Flights to Israel had been canceled, so Hanna travelled to London to stay with a friend until he could work out how to get home. On that flight, he learnt from students that his lab had been damaged by a missile strike in retaliatory attacks launched by Iran. The Weizmann Institute is considered by Iran to be a military target.

Extensive damage

In the immediate aftermath of the strike, there was shattered glass everywhere, the computers weren’t turning on, incubators fell and the power went out. In one lab, the ceiling had collapsed, and the staircase had detached, Hanna was told. His students managed to save hundreds of frozen mouse and human cell lines by transferring them to back-up liquid-nitrogen tanks that Hanna had stored in the basement. “I was always worried that if a war actually happens, I don’t want to lose these.”

He now plans to fly to Jordan and then drive to Israel from there. The damage to the lab has probably set his research back about six months, he says.

In a message to researchers seen by Nature, the Weizmann Institute said the strike had caused “substantial damage” and affected most buildings. It advised that only authorized people are allowed on campus until further notice.

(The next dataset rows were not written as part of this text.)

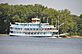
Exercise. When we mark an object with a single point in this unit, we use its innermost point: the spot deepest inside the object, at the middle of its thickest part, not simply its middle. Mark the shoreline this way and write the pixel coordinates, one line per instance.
(62, 37)
(73, 37)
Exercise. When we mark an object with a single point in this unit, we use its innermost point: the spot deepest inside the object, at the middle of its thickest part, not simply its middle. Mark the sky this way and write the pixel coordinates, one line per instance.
(75, 6)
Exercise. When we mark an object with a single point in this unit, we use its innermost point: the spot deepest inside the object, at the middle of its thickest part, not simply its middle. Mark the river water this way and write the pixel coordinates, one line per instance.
(36, 45)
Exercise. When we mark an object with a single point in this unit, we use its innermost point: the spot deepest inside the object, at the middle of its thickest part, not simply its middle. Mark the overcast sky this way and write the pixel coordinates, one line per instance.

A spokesperson for the institute says that it is “in contact with the relevant security and emergency agencies, and is taking all necessary steps to ensure the safety of employees and the campus”.

Serious restrictions

Researchers in Iran have also been affected by the escalating conflict. They are avoiding in-person meetings at universities and have taken their work online, out of fear that their universities and research institutes could become military targets, says Abbas Edalat, a British–Iranian computer scientist and mathematician at Imperial College London. “It is a serious restriction” because researchers won’t be able to continue their lab experiments, he says. The disruption comes on the back of years of on-and-off international economic sanctions that have hindered academics’ ability to do research and travel to conferences, says Edalat. Iranian science is “paying a high price”, says Encieh Erfani, an Iranian cosmologist now at Perimeter Institute for Theoretical Physics in Waterloo, Canada.